Background: Cell-free DNA (cfDNA) could well recapitulate the genomic features of tumor with minimal invasion. We aimed to evaluate the prognostic value of genome-wide chromosomal instability derived from cfDNA in patients with metastatic breast cancer (MBC). Methods: We retrospectively identified 65 patients with MBC who were intended to change line of therapy and had blood draw for cfDNA. We performed low-coverage whole-genome sequencing of cfDNA from plasma, and chromosomal instability was analyzed and represented by chromosomal instability (CIN) score. Findings: 32 (53.3%) samples resulted to have high CIN score, with similar clinicopathologic characteristics relative to patients with low CIN. Different subtypes of MBC exhibit remarkably diverse copy number profiles. High CIN score was associated with significantly shorter overall survival after blood draw, median 21.2 months (95% CI 14.1-28.3) versus not reached (P=0.006).
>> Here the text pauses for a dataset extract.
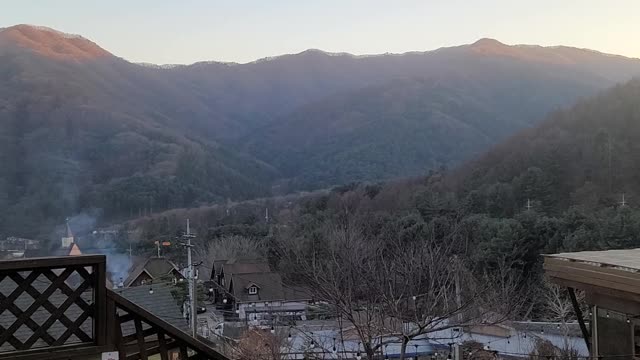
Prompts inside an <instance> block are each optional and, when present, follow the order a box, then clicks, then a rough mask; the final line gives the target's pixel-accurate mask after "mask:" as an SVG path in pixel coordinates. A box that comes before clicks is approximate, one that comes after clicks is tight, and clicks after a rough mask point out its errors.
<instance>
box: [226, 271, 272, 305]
mask: <svg viewBox="0 0 640 360" xmlns="http://www.w3.org/2000/svg"><path fill="white" fill-rule="evenodd" d="M252 285H256V286H257V287H258V288H260V290H259V291H258V293H257V294H255V295H249V287H251V286H252ZM229 286H230V288H231V289H232V293H233V296H234V297H235V299H236V302H253V301H275V300H284V299H285V293H284V290H283V287H282V278H281V277H280V274H278V273H272V272H257V273H248V274H234V275H232V277H231V281H230V285H229Z"/></svg>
Besides, patients with high CIN had worse progression free survival compared with the low CIN group (median 7.3 vs 11.0 months, P=0.034). CIN score remained an independent prognostic factor in multivariate analysis (hazard ratio, 3.563; 95%CI, 1.481 to 8.572; P=0.005). Interpretation: Genome-wide chromosomal instability tracking by cfDNA is reliable and predicts survival in patients with MBC. Funding Statement: This study was supported by National Natural Science Foundation of China (81874122, 81772490), National Key R&D Program of China (2018YFC0115204), the Chinese Academy of Medical Sciences (CAMS) Innovation Fund for Medical Sciences (CIFMS) (Grants 2017-I2M-3-004 and 2019-I2M-1-003), and Capital’s Funds for Health Improvement and Research (CFH2018-4-4024). Declaration of Interests: Ziliang Qian is a salaried employee of Prophet Genomics Inc., a provider of cancer genome-based diagnostic testing. The remaining authors declare no conflict of interest. Ethics Approval Statement: Use of patients’ clinicopathologic data and cfDNA draws were approved by institutional review board, and written informed consent was obtained from all patients.